We met with the owner, Gary Ramsey, and I immediately understood why this was a good fit. He valued and had cultivated an admirable relationship with her, full of trust and clear expectations in equal measure. Gary is a goodhearted, but no-nonsense businessperson who cares about the people whom he serves. As I would say to Regina time and time again, you become the people with whom you work most closely, and Gary is a good influence to have in your circle to help you stay accountable. Gary’s focus on quality jives perfectly with Regina’s tireless attention to detail. His willingness to invest in the right things and put in the necessary work to get them done is inspirational, and a perfect echo to Regina’s own intuitive sense of how to make a great product. I encouraged Regina to make this relationship the model for her future relationships with customers. As she decides to expand into the monogramming and bridal markets, she should be looking for customers who value her process and who are looking for her brand of problem solving and quality. Since she’s working from a stable platform in her business, she can afford to take the time to find relationships like this one and cultivate them. I believe if she shares her work widely and consistently, the opportunities won’t take long to roll in.
After our meeting with Gary, we bid farewell to Sport Fair after a few choice photos and hit a local kebab house to grab lunch. We talked a good deal of business before heading back to It Takes a Stitch headquarters to start the hard work of day two: the social media review. I boiled the social media education of the day down to list of key points:
We ended the technical work of day two with a discussion about both shop-management software and e-commerce. I explained to her the importance of having a website that is optimized for both mobile and desktop platforms, and streamlining a checkout process. Some of the inventory on the site appeared to be for sale, but clicking on the images only led to descriptions and prices. We also talked about the importance of not only being where the customer can find you, but clearly setting up and fulfilling their expectations.
After our discussion about how her previous works had been shared on Pinterest, I suggested that Regina start a Pinterest account, which we would work to automate later in the week. I also explained the importance of Google business listings and we signed It Takes a Stitch up so Regina can control the information available to potential clients.

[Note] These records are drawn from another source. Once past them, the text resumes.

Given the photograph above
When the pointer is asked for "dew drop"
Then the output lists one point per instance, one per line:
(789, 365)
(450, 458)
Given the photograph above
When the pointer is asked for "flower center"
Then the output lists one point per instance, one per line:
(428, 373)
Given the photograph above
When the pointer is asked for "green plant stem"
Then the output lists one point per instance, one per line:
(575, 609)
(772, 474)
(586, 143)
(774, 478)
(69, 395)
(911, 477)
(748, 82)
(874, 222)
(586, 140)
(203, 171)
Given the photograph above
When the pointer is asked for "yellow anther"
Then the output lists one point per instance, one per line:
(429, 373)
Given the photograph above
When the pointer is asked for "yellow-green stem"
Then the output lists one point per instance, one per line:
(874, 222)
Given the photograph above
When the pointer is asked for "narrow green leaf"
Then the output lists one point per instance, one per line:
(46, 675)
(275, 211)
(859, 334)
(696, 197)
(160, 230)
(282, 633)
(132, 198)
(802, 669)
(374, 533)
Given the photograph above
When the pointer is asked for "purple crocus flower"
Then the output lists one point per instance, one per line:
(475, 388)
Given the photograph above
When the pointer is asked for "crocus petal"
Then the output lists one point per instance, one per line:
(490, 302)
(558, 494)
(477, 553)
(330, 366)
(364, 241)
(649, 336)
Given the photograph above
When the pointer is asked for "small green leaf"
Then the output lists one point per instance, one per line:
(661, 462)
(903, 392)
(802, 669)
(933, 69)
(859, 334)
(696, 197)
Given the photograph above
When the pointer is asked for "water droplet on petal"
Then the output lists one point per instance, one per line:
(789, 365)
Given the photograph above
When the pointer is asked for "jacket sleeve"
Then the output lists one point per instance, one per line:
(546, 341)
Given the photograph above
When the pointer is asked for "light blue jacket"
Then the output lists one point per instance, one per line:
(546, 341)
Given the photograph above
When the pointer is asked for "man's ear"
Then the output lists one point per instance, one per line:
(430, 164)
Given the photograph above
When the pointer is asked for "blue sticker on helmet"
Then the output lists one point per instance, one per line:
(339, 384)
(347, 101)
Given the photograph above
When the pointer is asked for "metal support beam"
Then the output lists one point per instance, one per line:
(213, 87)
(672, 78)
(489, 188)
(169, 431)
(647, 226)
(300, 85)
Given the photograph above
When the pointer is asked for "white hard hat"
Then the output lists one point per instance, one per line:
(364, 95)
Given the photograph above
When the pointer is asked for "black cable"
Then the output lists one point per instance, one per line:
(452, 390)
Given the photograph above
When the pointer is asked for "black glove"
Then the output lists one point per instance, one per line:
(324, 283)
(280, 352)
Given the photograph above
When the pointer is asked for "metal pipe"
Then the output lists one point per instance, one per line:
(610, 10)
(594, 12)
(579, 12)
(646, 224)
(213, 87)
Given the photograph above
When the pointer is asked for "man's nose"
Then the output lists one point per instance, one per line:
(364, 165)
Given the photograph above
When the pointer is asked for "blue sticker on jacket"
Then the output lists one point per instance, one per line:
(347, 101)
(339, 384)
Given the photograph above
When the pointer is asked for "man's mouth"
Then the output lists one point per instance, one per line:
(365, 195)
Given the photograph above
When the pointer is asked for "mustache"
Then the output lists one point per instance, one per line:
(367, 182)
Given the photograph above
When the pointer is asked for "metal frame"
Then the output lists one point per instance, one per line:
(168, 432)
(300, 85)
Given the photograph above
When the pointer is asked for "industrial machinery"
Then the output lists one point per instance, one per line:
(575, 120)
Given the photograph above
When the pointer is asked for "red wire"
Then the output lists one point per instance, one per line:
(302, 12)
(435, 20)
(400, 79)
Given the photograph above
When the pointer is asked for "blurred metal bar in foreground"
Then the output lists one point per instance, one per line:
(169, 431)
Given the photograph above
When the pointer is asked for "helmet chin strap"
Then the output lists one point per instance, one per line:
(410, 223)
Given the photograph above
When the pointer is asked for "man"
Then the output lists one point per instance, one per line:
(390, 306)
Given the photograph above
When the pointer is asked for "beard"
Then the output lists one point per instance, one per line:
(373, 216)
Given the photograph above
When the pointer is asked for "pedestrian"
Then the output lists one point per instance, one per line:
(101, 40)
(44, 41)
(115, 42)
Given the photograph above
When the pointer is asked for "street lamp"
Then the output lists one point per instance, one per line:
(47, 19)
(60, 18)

Day Two: It Takes a Stitch
On day two, we discussed my best customer, Gary Ramsey at Sport Fair, The Swimmer’s Outfitter in Arlington, Va., and today we visited the store. Gary is an ideal partner in business. He wants to work together for everyone’s benefit, is a good business role model, a receptive learner, and cares about his customers. Most importantly, he views our relationship as a partnership that should benefit us both.
It was a nice chance to talk business with someone who understands how to partner with others to provide outstanding customer service and make a living.
When we got back from our visit, we worked on social media. We primarily discussed Facebook and Google Business. Erich also gave me tips on maximizing my reach on social media by asking good customers to post reviews, sharing links/linking to others in my posts, and maintaining consistency in posting.
Erich pointed out that Pinterest is a perfect platform to share my photos and advice to embroidery users. He explained that I could include pointers on what to ask when ordering embroidery, and demonstrate how bridal veil monograms work. We also discussed using Twitter but for now that platform is on hold for me, as I don’t think my customers are truly there.
I have a whole lot of social media tasks to do at this point, but I will continue to plug away at them now that I have the tools and clear tasks to make it work.